Модест Михайлович и медсестры разбежались в стороны и встали спиной к стене. Пятиплахов навел пистолет на дверной замок кабинета и нажал курок. Из пистолета появилось пламя, но беззвучно и вертикально вверх. Зажигалка.

Генерал глупо улыбнулся.

Директор отступил на несколько шагов от двери и, зажмурившись, заорал ни на что не похожим голосом:

– Откройте!!!

Врезался плечом в дверь. Она устояла. Изнутри доносились звуки погрома. Модест Михайлович с рыданием и страданием в голосе крикнул:

– Света, открой!

Потом отлип от двери и снова с разбега врубился в нее.

* * *

Небольшая круглая беседка с решетчатыми стенами, густо увитыми вьющейся зеленью. Настолько густо, что сквозь них невозможно узнать проходящего мимо человека – видна только его тень. В беседке вкопан одноногий стол, на нем большая бутылка минеральной воды. Справа и слева от стола на деревянных скамейках сидят: генерал Пятиплахов, Петрович, Лолита Обломова и Майка. Между ними в полуразвалившемся, но когда-то породистом плетеном кресле сидит худой, можно даже сказать, щуплый человек в сиреневой больничной пижаме с черной, короткой, но неаккуратной бородой. Глаза его глубоко запали в глазницы, и в них угадывается легкое неопасное безумие. На губах то появляется, то исчезает едва заметная улыбка. Он немного похож на Ленина в Горках в 1923 году и выглядит хозяином, принимающим жалостливую, церемонную депутацию.

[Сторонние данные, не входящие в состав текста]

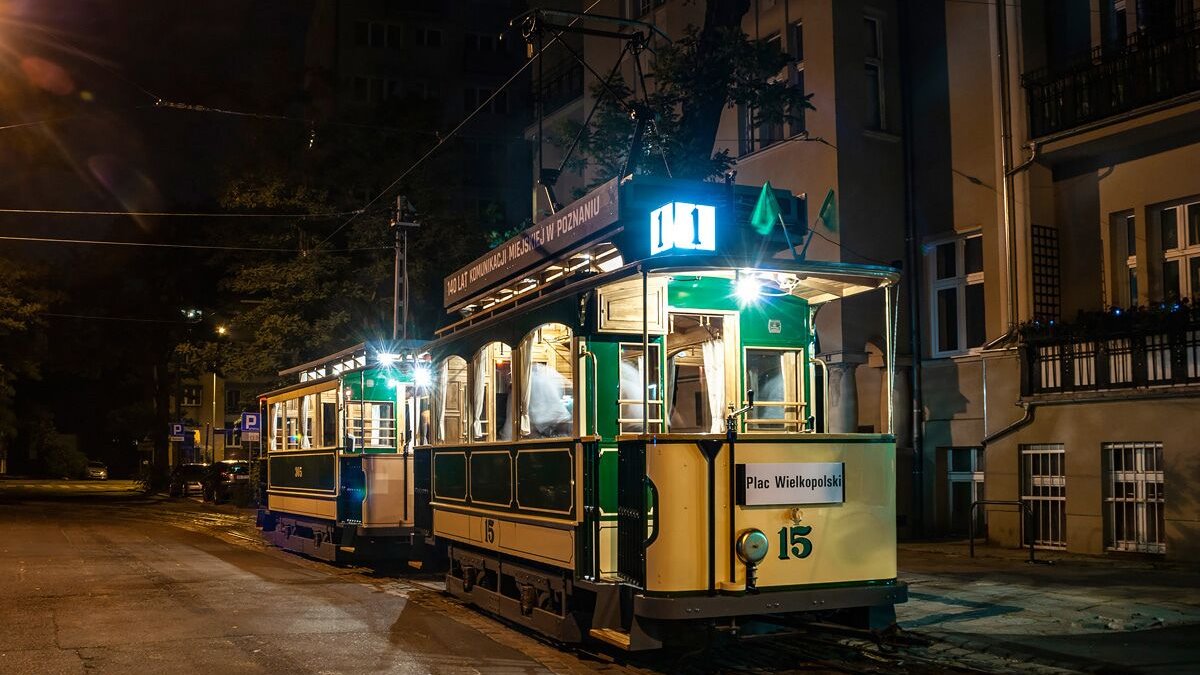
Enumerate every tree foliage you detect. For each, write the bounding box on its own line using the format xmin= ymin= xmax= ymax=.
xmin=0 ymin=257 xmax=50 ymax=442
xmin=553 ymin=4 xmax=811 ymax=190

Судя по всему, он только что закончил что-то рассказывать.

Майка осторожно погладила его по сиреневому рукаву и по-взрослому нахмурила брови. Понятно, что она ни за что не вылезла бы сейчас с какой-нибудь безапелляционной репликой.

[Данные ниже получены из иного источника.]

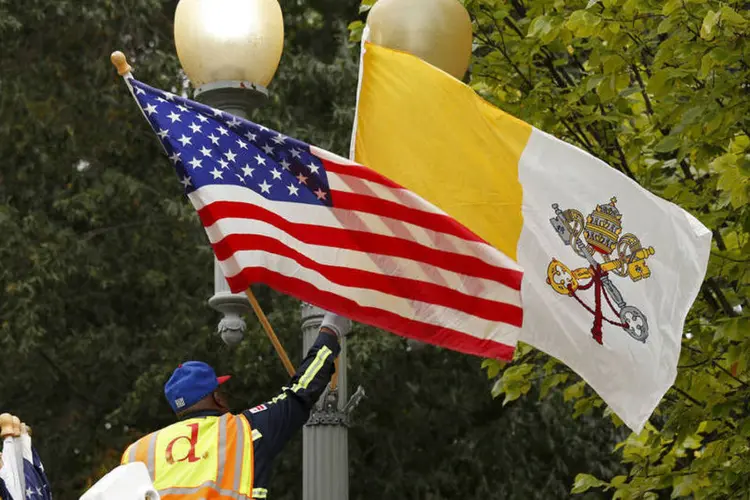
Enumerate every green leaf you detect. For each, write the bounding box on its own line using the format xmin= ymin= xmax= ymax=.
xmin=657 ymin=17 xmax=673 ymax=34
xmin=564 ymin=381 xmax=586 ymax=402
xmin=730 ymin=135 xmax=750 ymax=154
xmin=572 ymin=473 xmax=606 ymax=494
xmin=713 ymin=154 xmax=750 ymax=208
xmin=494 ymin=363 xmax=534 ymax=404
xmin=672 ymin=474 xmax=711 ymax=498
xmin=719 ymin=6 xmax=748 ymax=28
xmin=586 ymin=74 xmax=606 ymax=92
xmin=662 ymin=0 xmax=682 ymax=15
xmin=604 ymin=406 xmax=625 ymax=427
xmin=697 ymin=420 xmax=721 ymax=435
xmin=565 ymin=10 xmax=601 ymax=37
xmin=716 ymin=317 xmax=749 ymax=342
xmin=527 ymin=15 xmax=552 ymax=39
xmin=602 ymin=54 xmax=625 ymax=73
xmin=540 ymin=373 xmax=569 ymax=398
xmin=681 ymin=434 xmax=703 ymax=450
xmin=700 ymin=10 xmax=721 ymax=40
xmin=482 ymin=358 xmax=503 ymax=379
xmin=647 ymin=69 xmax=673 ymax=97
xmin=698 ymin=53 xmax=714 ymax=80
xmin=573 ymin=396 xmax=597 ymax=418
xmin=359 ymin=0 xmax=377 ymax=13
xmin=654 ymin=135 xmax=681 ymax=153
xmin=611 ymin=475 xmax=628 ymax=487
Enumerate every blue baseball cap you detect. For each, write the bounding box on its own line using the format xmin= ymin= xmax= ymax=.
xmin=164 ymin=361 xmax=231 ymax=413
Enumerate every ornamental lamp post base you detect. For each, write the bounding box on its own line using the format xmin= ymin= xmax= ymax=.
xmin=301 ymin=304 xmax=364 ymax=500
xmin=207 ymin=287 xmax=250 ymax=348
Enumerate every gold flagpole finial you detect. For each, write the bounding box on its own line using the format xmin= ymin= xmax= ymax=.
xmin=110 ymin=51 xmax=132 ymax=76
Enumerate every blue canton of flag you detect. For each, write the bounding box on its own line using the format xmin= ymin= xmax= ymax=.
xmin=23 ymin=440 xmax=51 ymax=500
xmin=0 ymin=477 xmax=12 ymax=500
xmin=129 ymin=79 xmax=333 ymax=207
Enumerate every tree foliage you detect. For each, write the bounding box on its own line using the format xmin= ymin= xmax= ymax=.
xmin=367 ymin=0 xmax=748 ymax=497
xmin=0 ymin=0 xmax=627 ymax=498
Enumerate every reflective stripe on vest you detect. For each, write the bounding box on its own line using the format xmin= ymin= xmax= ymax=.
xmin=122 ymin=414 xmax=254 ymax=499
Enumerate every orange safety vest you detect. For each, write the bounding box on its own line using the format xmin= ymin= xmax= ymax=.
xmin=121 ymin=413 xmax=261 ymax=499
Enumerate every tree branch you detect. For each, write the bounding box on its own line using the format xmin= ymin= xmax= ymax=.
xmin=612 ymin=133 xmax=637 ymax=180
xmin=671 ymin=385 xmax=704 ymax=407
xmin=630 ymin=63 xmax=655 ymax=116
xmin=509 ymin=0 xmax=527 ymax=18
xmin=474 ymin=12 xmax=535 ymax=93
xmin=701 ymin=285 xmax=721 ymax=316
xmin=711 ymin=251 xmax=750 ymax=263
xmin=561 ymin=119 xmax=596 ymax=153
xmin=683 ymin=345 xmax=748 ymax=388
xmin=706 ymin=278 xmax=737 ymax=317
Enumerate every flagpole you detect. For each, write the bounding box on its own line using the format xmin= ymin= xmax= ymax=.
xmin=245 ymin=288 xmax=295 ymax=376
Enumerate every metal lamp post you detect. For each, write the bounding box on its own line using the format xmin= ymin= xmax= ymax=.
xmin=173 ymin=0 xmax=284 ymax=346
xmin=300 ymin=304 xmax=363 ymax=500
xmin=172 ymin=2 xmax=355 ymax=498
xmin=169 ymin=0 xmax=474 ymax=497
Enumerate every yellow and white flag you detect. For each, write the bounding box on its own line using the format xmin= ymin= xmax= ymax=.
xmin=351 ymin=41 xmax=712 ymax=432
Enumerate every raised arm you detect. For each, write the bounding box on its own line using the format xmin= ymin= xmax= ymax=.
xmin=243 ymin=312 xmax=350 ymax=457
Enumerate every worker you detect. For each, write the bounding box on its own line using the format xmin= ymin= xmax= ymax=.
xmin=121 ymin=312 xmax=350 ymax=499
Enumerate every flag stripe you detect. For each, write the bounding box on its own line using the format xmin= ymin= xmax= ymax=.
xmin=190 ymin=185 xmax=516 ymax=272
xmin=204 ymin=218 xmax=520 ymax=303
xmin=197 ymin=200 xmax=523 ymax=290
xmin=212 ymin=234 xmax=522 ymax=324
xmin=220 ymin=250 xmax=513 ymax=336
xmin=330 ymin=190 xmax=486 ymax=244
xmin=328 ymin=170 xmax=446 ymax=215
xmin=321 ymin=158 xmax=401 ymax=189
xmin=221 ymin=260 xmax=517 ymax=360
xmin=329 ymin=168 xmax=490 ymax=298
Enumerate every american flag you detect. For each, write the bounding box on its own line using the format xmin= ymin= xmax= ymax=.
xmin=21 ymin=437 xmax=51 ymax=500
xmin=0 ymin=433 xmax=52 ymax=500
xmin=127 ymin=78 xmax=523 ymax=360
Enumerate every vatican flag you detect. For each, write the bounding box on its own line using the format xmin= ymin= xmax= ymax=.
xmin=350 ymin=41 xmax=712 ymax=432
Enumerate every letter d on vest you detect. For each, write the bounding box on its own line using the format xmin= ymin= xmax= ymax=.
xmin=165 ymin=423 xmax=201 ymax=464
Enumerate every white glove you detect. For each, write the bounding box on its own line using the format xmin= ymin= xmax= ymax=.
xmin=320 ymin=312 xmax=352 ymax=338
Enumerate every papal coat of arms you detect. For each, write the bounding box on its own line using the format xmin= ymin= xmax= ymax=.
xmin=546 ymin=198 xmax=655 ymax=345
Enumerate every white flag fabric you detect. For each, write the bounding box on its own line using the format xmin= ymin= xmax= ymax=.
xmin=350 ymin=41 xmax=712 ymax=432
xmin=1 ymin=436 xmax=25 ymax=500
xmin=516 ymin=130 xmax=711 ymax=431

Петрович выпятил губы и кивнул. Он в хорошей форме и выглядит даже немного моложе своего старинного друга Жени Печорина, к которому прикатил с товарищеским визитом, захватив и других друзей. Видно, что дела у него идут неплохо и от этого ему немного неловко.

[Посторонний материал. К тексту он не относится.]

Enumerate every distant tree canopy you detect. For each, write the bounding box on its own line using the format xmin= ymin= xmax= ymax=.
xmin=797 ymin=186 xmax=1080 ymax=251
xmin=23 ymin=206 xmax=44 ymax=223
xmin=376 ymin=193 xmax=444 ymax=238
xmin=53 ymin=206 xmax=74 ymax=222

– Подожди, я не успел подсчитать, сколько всего было смертей.

– Семь, – вступил Пятиплахов. Он выглядит даже лучше Петровича, одет в гражданское, но на плечах как будто можно разглядеть новые погоны с многочисленными звездами. И чувствуется, что пропуск у него ни в коем случае не просрочен.

– Да, семь, – кивнула Лолита. На левой щеке у нее несколько тонких белых шрамов, чего раньше не было.

Майка не вмешивается, скромно поглядывая то на одного, то на другого взрослого.

Петрович кивнул, поблагодарив всех, кто дал подсказку.

– В прошлом всего, значит, три. Одна – на Алтае, ввиду того, что твою бабушку зарубили, когда она была беременна твоей мамой. – Его передернуло. – Привидится же такое!

Майка загнула один палец.

Петрович погладил ее по голове и продолжил:

– Вторая – озеро Иссык. Это какой же год?

– По-моему, шестьдесят третий. Мне было одиннадцать месяцев, – ответил Евгений Иванович.

– Да, ледник съехал в озеро, сель снес одноименный городок. Вы с матерью сидели в автобусе на автостанции. Погибли все, кто там был. Маму твою оглушило, она тебя выронила, волной тебя вынесло на какое-то старое дерево, зацепился пеленкой, хотя и не должен был. – Не совсем было понятно, зачем Петрович повторяет рассказ друга. Видимо, просто особенность характера.

Больной только кивнул.

– Третья смерть – совсем банальная и совсем недавняя: двадцать миллиграмм энапа на литр с лишним водки и еще какие-то лекарства.

– И это было не самоубийство. Я, наоборот, лечился.

– Может быть, хватит? – с неожиданной для себя твердостью сказала Лолита. – Зачем ты его мучаешь этими повторами?

Печорин улыбнулся:

– Совсем нет. Ничего мучительного. Как в кино, только все время странный ракурс, словно я смотрю это кино лежа.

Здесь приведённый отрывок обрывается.